The Massachusetts Bay Transit Authority (MBTA) has dropped its federal case against three MIT researchers, “the subway hackers”. This happened in October and now the EFF brings news that the students will be working with the MBTA to improve their system. The overall goal is to raise security while keeping expenses minimal.
This whole mess started in August when a gag order was issued against the students’ presentation at Defcon. It’s a shame no one ever saw it because it covers a lot of interesting ground. A PDF of the banned slides is still online. They performed several attacks against both the subway’s fare system and physical security. Our favorites by far were using GNU Radio to sniff the RFID card’s transaction and bruteforcing Mifare Classic with an FPGA.
From what I remember, the students went to the MBTA and they didn’t want to listen to them in the first place. Now they want to work together and improve the security. Finally the MBTA woke up and got their heads out of the sand.
@aaron: Much more diplomatic about cranial location than I would have been.
:-)
When I heard MIT students where being threatened I knew the EFF would be all over it. Good thing they didn’t go to a state university(sarcasm.)
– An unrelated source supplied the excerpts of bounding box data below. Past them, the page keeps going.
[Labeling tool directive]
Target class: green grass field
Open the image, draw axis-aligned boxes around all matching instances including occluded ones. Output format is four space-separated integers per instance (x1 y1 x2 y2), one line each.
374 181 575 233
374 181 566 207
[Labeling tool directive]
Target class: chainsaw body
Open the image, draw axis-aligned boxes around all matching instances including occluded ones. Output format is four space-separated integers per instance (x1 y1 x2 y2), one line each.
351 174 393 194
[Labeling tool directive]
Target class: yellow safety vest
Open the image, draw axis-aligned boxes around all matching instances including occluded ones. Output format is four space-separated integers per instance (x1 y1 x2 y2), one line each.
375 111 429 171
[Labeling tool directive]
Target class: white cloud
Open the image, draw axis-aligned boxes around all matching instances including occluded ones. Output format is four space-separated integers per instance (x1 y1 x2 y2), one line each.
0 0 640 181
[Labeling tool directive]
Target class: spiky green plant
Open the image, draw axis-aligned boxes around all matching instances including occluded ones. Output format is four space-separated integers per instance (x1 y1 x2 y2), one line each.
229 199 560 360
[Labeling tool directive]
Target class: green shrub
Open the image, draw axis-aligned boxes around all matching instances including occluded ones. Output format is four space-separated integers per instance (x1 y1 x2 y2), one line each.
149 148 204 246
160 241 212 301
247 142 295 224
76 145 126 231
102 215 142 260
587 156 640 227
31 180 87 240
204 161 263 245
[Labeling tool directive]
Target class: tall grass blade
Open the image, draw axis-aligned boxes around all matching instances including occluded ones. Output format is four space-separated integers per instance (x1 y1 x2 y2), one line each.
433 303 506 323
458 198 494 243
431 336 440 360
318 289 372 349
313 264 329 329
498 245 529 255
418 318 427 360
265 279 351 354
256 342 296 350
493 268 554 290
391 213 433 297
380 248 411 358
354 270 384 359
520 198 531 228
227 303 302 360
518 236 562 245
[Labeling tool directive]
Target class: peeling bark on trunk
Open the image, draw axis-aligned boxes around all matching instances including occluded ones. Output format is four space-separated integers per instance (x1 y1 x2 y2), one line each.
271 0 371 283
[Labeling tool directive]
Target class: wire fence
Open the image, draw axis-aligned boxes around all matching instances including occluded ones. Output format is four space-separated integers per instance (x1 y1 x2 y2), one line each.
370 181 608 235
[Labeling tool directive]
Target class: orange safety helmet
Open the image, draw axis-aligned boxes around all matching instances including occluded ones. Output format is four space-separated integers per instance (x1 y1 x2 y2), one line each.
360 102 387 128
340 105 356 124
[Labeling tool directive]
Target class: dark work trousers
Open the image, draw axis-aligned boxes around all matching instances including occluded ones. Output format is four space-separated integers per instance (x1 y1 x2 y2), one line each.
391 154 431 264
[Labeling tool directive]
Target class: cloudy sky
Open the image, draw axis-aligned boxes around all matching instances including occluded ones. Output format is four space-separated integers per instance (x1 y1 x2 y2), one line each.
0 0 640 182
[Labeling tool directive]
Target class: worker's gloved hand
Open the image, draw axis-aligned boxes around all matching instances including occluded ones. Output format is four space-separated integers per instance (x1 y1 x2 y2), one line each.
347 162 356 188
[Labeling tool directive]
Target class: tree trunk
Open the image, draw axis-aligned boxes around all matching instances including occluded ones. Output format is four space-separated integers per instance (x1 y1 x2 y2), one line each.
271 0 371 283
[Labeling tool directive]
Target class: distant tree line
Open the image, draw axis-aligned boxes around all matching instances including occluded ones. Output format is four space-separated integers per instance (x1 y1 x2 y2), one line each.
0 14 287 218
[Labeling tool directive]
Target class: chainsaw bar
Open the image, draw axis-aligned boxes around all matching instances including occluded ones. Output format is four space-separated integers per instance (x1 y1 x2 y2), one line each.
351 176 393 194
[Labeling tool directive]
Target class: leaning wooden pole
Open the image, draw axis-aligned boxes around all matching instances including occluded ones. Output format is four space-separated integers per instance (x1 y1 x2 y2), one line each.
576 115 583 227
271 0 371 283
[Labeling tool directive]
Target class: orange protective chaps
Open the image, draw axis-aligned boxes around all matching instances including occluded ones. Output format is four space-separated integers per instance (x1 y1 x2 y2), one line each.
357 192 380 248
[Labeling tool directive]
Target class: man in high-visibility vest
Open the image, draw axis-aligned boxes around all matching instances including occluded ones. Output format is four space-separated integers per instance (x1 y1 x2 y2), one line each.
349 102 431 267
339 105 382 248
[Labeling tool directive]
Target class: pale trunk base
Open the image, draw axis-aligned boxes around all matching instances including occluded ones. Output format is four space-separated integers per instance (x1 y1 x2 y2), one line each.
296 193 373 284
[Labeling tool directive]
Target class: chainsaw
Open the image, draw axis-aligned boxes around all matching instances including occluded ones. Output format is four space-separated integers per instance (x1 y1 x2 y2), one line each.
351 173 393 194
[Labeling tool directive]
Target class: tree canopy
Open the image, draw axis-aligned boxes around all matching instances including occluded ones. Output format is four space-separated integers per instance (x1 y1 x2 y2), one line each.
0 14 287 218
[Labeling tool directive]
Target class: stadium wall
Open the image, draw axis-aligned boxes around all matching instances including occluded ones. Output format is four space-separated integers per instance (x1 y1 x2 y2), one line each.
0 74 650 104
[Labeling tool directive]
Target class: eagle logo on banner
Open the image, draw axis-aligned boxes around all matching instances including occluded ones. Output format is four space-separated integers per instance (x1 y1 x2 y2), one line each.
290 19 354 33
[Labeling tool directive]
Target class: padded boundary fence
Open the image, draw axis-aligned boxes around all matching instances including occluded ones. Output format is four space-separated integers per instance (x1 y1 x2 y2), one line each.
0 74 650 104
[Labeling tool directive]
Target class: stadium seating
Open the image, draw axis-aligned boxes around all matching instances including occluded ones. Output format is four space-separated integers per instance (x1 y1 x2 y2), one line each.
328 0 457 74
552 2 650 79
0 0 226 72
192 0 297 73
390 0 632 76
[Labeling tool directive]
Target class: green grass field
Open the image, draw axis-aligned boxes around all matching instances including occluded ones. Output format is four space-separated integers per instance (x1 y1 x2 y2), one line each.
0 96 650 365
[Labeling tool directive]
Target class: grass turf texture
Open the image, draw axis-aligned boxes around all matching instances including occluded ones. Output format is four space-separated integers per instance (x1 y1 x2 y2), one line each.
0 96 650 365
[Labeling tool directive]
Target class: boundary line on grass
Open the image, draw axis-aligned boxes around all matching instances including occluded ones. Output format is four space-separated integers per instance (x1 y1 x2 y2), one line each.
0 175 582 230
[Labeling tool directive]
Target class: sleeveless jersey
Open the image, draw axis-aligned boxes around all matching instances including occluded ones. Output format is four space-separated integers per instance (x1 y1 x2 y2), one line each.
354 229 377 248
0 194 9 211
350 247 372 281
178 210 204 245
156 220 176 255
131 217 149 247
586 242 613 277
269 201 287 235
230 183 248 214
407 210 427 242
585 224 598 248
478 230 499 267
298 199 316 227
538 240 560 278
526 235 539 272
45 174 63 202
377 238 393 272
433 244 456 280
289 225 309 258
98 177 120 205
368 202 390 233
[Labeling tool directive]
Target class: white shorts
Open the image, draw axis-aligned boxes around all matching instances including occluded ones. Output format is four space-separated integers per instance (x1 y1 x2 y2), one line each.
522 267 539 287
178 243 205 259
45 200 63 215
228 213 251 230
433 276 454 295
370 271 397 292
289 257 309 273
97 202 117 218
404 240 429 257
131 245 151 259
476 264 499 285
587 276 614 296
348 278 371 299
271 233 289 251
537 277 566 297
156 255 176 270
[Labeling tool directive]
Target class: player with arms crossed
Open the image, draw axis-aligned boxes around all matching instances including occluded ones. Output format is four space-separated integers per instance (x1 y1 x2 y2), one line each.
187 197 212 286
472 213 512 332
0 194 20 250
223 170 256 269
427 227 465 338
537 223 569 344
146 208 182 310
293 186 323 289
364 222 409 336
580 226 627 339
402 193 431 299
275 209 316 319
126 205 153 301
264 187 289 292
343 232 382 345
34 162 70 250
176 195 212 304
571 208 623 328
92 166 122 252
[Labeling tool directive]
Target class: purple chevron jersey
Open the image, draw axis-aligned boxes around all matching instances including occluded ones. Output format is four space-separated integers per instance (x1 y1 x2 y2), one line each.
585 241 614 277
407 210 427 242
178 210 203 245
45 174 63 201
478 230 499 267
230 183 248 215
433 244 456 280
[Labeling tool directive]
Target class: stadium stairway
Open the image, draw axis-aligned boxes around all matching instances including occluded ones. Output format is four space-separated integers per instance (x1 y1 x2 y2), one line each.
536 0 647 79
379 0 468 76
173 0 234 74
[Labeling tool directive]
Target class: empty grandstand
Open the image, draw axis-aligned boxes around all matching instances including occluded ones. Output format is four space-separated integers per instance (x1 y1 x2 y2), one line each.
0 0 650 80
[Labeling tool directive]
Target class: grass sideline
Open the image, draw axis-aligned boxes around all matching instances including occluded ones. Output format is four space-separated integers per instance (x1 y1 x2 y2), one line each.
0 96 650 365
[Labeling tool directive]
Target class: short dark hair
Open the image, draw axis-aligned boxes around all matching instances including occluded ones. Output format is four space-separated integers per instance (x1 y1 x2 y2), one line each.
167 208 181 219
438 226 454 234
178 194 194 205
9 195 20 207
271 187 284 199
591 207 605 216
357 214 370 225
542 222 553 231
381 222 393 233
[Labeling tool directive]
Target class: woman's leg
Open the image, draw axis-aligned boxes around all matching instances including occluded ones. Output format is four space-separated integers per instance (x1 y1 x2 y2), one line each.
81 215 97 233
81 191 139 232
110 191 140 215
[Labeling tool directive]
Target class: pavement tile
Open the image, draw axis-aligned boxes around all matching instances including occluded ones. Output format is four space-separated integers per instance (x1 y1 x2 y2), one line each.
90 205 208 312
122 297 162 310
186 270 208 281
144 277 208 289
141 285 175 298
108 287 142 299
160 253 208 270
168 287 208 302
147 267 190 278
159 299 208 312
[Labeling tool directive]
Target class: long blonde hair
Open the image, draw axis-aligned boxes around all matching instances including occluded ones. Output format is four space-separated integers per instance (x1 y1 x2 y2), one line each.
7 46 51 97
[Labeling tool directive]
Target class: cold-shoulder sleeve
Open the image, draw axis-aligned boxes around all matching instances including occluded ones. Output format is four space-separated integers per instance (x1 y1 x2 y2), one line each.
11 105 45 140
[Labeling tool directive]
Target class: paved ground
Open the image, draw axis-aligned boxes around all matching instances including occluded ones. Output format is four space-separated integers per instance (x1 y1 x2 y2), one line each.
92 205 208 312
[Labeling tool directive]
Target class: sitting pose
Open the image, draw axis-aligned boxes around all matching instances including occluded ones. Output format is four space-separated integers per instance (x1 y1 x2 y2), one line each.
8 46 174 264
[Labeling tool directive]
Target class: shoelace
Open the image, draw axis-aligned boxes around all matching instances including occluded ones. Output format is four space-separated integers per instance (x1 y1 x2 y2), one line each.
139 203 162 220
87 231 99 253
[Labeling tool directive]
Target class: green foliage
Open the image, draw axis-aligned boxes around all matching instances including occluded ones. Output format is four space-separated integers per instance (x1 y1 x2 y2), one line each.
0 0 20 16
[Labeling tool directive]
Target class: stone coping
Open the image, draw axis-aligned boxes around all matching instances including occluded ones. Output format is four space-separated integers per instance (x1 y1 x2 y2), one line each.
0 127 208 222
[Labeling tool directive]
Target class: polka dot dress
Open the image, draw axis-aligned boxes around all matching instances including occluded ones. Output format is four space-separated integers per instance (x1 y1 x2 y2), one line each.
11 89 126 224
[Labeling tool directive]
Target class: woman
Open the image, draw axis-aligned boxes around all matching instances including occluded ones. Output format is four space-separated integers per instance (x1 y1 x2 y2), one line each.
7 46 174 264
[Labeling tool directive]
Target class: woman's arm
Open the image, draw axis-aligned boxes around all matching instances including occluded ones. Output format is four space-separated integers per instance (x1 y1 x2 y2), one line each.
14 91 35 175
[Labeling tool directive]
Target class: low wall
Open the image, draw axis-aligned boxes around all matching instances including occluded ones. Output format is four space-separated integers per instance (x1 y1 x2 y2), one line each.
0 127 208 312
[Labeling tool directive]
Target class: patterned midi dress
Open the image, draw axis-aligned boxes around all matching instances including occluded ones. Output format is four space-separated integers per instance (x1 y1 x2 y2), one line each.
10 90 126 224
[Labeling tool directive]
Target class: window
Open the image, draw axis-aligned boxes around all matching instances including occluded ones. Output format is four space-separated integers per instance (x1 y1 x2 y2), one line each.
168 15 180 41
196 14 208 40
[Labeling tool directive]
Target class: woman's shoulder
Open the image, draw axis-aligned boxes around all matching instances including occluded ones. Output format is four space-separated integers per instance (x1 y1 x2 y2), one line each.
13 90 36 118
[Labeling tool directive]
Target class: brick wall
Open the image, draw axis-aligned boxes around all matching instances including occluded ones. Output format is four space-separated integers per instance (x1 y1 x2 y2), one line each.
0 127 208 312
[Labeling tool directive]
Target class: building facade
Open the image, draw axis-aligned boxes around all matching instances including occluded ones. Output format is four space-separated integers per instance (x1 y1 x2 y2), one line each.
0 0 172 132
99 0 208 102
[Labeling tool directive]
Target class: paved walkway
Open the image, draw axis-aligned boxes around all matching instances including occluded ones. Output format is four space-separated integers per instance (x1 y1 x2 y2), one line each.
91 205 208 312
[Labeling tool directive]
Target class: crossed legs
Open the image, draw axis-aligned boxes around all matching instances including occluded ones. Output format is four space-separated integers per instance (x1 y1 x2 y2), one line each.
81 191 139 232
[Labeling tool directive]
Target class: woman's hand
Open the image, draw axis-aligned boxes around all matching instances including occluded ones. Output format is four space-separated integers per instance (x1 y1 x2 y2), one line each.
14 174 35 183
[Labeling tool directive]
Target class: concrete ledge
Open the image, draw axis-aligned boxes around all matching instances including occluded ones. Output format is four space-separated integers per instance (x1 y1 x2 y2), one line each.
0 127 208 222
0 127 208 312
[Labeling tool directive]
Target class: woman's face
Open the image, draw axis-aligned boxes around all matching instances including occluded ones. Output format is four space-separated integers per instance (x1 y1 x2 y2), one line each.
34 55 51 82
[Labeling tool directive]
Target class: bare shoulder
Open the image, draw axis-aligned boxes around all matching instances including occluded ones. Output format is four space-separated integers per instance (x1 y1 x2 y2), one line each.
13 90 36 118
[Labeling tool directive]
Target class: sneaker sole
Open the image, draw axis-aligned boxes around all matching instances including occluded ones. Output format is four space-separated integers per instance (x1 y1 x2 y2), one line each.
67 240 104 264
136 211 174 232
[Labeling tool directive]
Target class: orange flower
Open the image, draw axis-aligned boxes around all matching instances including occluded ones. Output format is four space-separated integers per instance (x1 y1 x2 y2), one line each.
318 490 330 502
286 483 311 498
I wonder where all the non-commercial-interest digital rights advocates that supported the eff went.
I won’t list all the cases the eff has completely ignored over at least the past two and a half years. There execs must of done lunch with the prosecutions execs during the trials.
The system was pathetically covered. If you read the slides it is obvious that the co that build it halfassed it. For instance, the top secret checksum was only 5 bits with a whopping 64 possible permutations. Could brute force that with Legos.
I read some of these cards when they first came out in ’06 and thought it looked simple. The barn door was freaking wide open and the just happened to be the ones to tell the world.
Read up, it is a great hoot, especially the gag request court papers. Starts out with an entire page of credentials by the MBTA security head. Then says the system is supersecure and that no one could easily break in. Even says cards were heavily encrypted. False on all counts when you look at the decon report.
MBTA is a mess, and likely will continue to be. let them blame it all on those insanely smart kids in Cambridge. Who else could pull it off? Its too bad they had to be “MIT” kids to do it, which makes people think that it was very complex, but the folks down at Bunker Hill Community College could have done most of it too.
@joe: Anyone could do it based off the information in the PDF, and probably without it. It would of been cool if it used some type of self modifying code and obfuscation though to make the attack seem sophisticated.
Most people ignored I think because nobody cares about public transit that much.
Could brute force that with Legos. = lulz
Not just could have, but probally did. All the did was expose and fed up system, whereas someone else would have just used the info and said nothing. Sometimes it takes threat to get people to fis there problems. I had to pen test my bank and show the branch manager the results in non-geek to get them to upgrade security, same deal.
The MBTA should have just used custom diversified keys. 192 bit key with diversification would be fine most likely.